Storm Blog

A Small Rainforest to Fill the Emotional Void

Like many students, I had to leave a pet from my parents’ house when I moved out for university (I miss you, Bobbie). And even though I have tried to talk my housemates into getting a furry friend together, they are not completely convinced just yet. So, in an attempt to fill this emotional void, I have turned to the plant kingdom. It started out quite innocent: the university's Green Office was handing out free plants on campus and so a small spider plant came into my life. This plant was quite easy to take care of, so I decided to get some more: cacti I got from my dad, Aloe Vera from IKEA, Dieffenbachia from a Storm event. All these survived easily as well.

I sank into real misery, only when I found two not-so-good-looking Philodendrons next to the trash bins of my housing complex. They awoke a true saviour complex in me: someone had clearly thrown them out because they were on the verge of dying, but I thought I had it in me to save them and give them a new life. Unfortunately, I found out soon enough that not all plants are taken care of as easily as a cactus or spider plant. When more leaves turned both brown and yellow, I read online that brown leaves mean too little water and yellow leaves too much. This left me utterly confused. I watered them a little more, just because I love putting effort into my plant care. As the leaves then started dropping one by one, I read that overwatering almost always leads to root rot. And how important light availability is. Plants with too little sunlight start hanging, plants with too much sunlight get ‘burns’ on their leaves.

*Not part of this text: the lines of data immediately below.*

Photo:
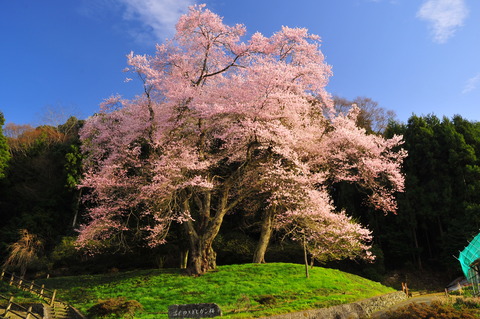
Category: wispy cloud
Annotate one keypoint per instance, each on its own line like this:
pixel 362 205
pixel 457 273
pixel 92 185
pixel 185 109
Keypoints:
pixel 157 16
pixel 444 16
pixel 471 84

Even though I was in no way taking care perfectly of the plants I had, I kept buying more plants with difficult requirements. If only they could just tell me what exactly they needed...

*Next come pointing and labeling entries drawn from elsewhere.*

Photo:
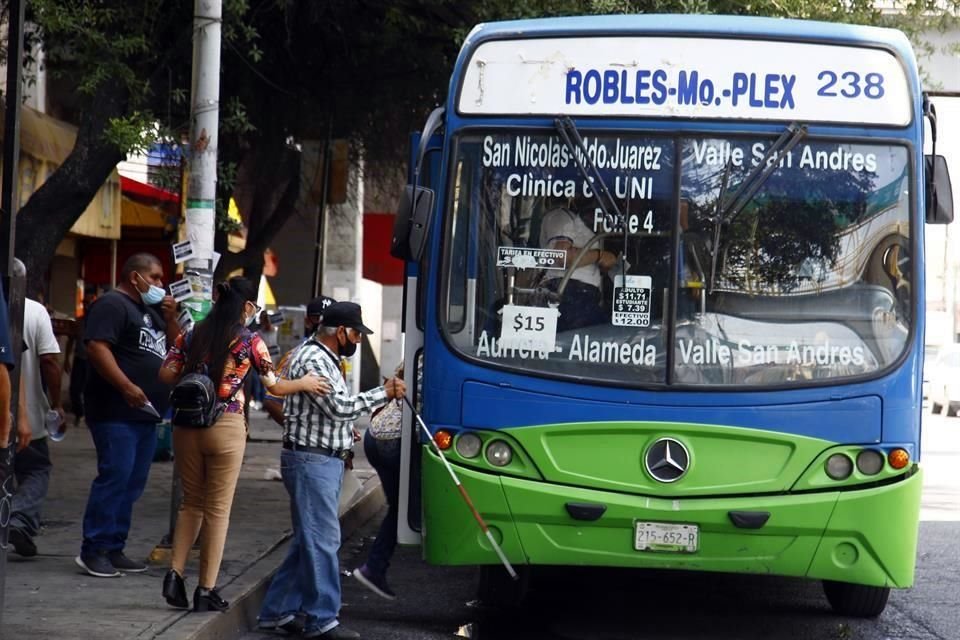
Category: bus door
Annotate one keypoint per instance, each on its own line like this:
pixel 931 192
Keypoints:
pixel 428 158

For advice, I mostly turn to one of my friends. Her house has been looking like a small rainforest for a while now, so she is definitely better at taking care of them than I am.  When I come to her in despair, she always seems to know what to do: “You NEED to mist your tropical plants, no wonder they’re not growing”. This seemed logical to me, so I asked my dad if he had any leftover misting sprays, on which he answered: “You don’t need one! Just use an empty cleaning bottle with a mister. Easy!” Looking back, I probably should’ve thought of the fact that my father is not so good at keeping plants alive either. Nevertheless, this still seemed like an excellent idea to me, so I completely rinsed a bottle that was still holding some cleaning liquids. I then happily sprayed all my plants, thinking that this would save even the worst looking ones. When I was done, however, my room suddenly smelled familiar. As it had just been cleaned… My eyes became big as I realized what I’d just done. I tasted some of the misting water and it tasted like soap. I had misted all my plants with a watered-down version of the most toxic cleaner I had in my house. 

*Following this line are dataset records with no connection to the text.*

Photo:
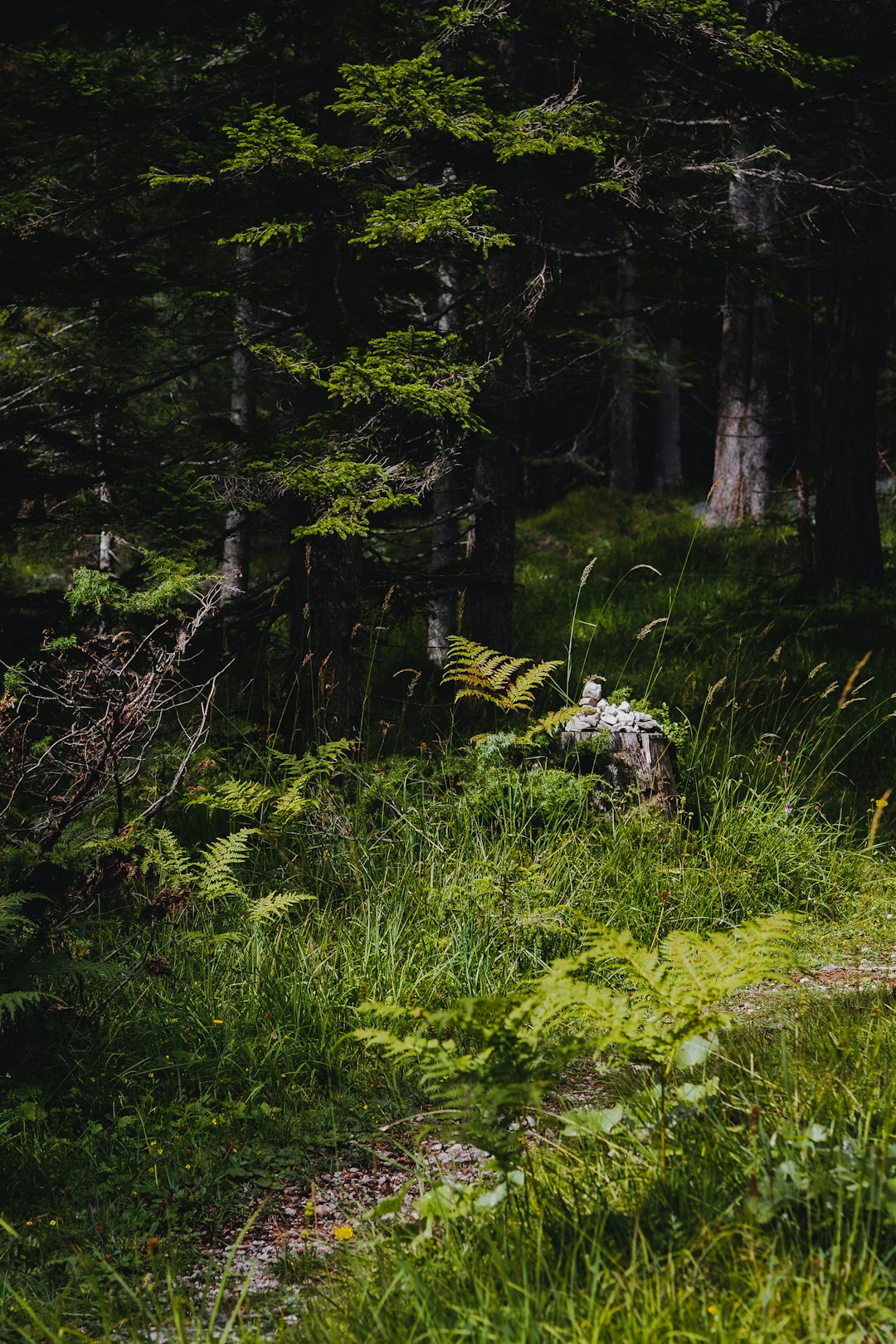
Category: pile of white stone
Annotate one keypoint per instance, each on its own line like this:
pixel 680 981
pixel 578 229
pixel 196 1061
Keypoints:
pixel 598 715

In an attempt to save my plants from the toxic bombardment I had just conducted, I wiped the leaves of all plants with a wet cloth. And as they are recovering, my philodendron is still half-brown and my alocasia hangs sadly. I probably have to refurnish my room soon so that all my plants can stand at the exact right distance from the window for perfect light availability.

And as I’m repotting my new monstera adansonii, spilling soil all over my room, removing all my books from my bookshelf to make space, I realize that my housemates were probably right: I am not ready for a furry friend just yet.